Alcune delle piantine poste sotto sequestro

La Guardia di Finanza di Torino, con la collaborazione di personale della Polizia di Stato della Squadra Mobile di Torino, ha scoperto una vera e propria coltivazione di marijuana al coperto gestita da due uomini 50enni italiani in un ampio seminterrato in zona Borgo Vittoria a Torino.

Alcuni movimenti sospetti, uniti alla presenza del persistente odore tipico della marijuana, avevano infatti attirato l’attenzione dei finanzieri del Nucleo di Polizia Economico-Finanziaria, tanto da permettere di individuare la cantina di circa 300 metri quadri adibita a serra e arrestare i responsabili mentre erano intenti nelle operazioni di innaffiamento e cura delle piante.

Ben 300 sono gli arbusti di cannabis indica, di varie dimensioni e in piena fase vegetativa, rinvenuti nello scantinato il cui accesso era possibile unicamente tramite un buco nel muro nascosto da un mobile.

La crescita e il mantenimento delle piante erano garantiti dalla presenza di un sofisticato sistema di illuminazione e riscaldamento allacciato abusivamente alla rete elettrica urbana, costituito da potenti lampade ad alta pressione, con potenza individuale fino a 600 Watt, il cui effetto veniva amplificato dall’utilizzo di plafoniere riflettenti.
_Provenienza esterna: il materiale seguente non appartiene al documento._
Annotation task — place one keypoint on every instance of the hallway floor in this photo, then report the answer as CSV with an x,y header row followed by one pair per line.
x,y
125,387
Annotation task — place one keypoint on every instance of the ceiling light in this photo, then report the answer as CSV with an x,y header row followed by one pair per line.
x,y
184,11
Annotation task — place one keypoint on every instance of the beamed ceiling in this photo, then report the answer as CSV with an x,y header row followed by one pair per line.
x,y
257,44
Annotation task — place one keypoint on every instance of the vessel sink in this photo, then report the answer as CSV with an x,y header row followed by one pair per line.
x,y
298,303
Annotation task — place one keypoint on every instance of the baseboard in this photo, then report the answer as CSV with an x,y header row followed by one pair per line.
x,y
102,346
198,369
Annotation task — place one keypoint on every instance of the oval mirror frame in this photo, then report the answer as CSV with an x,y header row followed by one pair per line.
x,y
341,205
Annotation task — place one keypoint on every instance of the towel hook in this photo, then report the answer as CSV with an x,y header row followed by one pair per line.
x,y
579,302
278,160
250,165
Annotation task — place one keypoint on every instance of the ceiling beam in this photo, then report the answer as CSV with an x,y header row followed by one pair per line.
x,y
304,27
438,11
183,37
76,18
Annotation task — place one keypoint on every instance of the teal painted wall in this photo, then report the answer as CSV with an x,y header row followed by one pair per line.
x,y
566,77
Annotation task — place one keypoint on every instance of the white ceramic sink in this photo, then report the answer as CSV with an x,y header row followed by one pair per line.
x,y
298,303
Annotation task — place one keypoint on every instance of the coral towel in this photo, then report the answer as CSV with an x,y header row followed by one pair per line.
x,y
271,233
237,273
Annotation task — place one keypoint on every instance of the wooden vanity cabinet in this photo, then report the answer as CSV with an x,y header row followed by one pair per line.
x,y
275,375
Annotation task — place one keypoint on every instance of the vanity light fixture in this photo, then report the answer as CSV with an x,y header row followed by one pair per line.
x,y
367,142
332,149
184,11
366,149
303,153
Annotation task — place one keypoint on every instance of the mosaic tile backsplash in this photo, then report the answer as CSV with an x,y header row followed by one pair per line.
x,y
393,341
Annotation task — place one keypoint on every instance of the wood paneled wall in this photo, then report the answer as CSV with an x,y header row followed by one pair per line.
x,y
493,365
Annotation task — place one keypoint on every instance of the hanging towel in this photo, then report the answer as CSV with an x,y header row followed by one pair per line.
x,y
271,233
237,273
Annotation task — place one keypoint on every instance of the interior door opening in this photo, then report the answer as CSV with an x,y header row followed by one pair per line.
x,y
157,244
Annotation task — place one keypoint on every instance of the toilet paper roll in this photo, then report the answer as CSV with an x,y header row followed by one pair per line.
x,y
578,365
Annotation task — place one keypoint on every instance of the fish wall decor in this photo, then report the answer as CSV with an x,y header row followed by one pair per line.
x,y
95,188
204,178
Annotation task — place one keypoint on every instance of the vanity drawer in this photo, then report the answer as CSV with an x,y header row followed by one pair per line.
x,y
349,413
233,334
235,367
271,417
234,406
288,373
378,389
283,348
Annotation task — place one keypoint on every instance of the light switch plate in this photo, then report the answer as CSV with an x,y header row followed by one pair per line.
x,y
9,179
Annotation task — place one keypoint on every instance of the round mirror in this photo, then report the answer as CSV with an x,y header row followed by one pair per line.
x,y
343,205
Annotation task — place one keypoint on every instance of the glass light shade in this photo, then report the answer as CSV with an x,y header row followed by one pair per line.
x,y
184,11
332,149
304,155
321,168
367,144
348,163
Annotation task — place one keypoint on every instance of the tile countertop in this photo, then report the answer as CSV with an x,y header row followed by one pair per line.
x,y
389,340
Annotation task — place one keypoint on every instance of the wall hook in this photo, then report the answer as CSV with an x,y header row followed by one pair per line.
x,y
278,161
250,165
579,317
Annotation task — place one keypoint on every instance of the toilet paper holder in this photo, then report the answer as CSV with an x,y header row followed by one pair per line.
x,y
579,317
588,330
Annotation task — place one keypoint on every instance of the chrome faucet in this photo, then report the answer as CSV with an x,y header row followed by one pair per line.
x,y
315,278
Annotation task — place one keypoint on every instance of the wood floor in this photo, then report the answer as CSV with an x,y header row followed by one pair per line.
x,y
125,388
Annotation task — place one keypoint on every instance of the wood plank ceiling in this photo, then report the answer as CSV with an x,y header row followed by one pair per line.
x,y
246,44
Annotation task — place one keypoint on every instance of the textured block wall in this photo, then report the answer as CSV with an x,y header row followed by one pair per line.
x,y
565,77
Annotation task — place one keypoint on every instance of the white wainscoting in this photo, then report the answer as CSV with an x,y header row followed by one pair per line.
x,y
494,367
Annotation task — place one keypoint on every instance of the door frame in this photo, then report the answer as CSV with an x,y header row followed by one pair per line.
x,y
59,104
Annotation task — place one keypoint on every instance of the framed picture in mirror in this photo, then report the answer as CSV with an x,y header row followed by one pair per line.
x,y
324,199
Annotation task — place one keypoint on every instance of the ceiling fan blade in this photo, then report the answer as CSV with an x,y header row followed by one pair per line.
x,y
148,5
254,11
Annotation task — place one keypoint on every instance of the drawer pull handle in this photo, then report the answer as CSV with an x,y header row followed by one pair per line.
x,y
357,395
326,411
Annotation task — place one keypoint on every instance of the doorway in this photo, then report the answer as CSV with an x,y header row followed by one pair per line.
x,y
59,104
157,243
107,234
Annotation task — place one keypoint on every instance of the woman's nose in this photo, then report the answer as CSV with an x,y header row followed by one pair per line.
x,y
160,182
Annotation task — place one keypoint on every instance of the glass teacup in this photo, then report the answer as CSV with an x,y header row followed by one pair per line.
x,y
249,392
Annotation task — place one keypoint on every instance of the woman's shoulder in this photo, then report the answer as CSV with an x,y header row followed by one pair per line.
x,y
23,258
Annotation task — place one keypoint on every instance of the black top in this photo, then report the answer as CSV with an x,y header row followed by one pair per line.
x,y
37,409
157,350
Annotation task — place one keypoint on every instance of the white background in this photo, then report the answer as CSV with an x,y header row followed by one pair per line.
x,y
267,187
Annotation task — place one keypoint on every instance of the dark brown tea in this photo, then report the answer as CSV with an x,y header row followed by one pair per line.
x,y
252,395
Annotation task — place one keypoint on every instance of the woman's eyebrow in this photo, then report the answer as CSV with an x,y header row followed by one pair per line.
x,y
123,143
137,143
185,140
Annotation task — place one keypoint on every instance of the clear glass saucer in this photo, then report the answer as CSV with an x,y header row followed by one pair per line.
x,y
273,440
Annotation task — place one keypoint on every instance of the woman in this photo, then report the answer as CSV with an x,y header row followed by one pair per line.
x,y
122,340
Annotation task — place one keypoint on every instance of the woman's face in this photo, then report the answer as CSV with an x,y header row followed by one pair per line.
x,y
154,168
Nelle serre erano anche presenti termosifoni elettrici per garantire il mantenimento della temperatura ideale, attrezzatura per l’irrigazione, ventilatori per il ricambio dell’aria, flaconi di fertilizzante e strumenti per la misurazione del pH.

La cannabis indica era coltivata con specifiche competenze tanto che conteneva un quantitativo medio di principio attivo superiore al 2%, come stabilito all’esito delle indagini condotte dal personale tecnico dei Laboratori Chimici dell’Agenzia delle Dogane e Monopoli di Torino, prontamente intervenuti sul posto.

La piantagione illegale, le attrezzature e i locali a uso serra sono stati sequestrati, mentre per i due responsabili sono scattate le manette e sono stati condotti presso la casa circondariale “Lorusso e Cutugno” di Torino.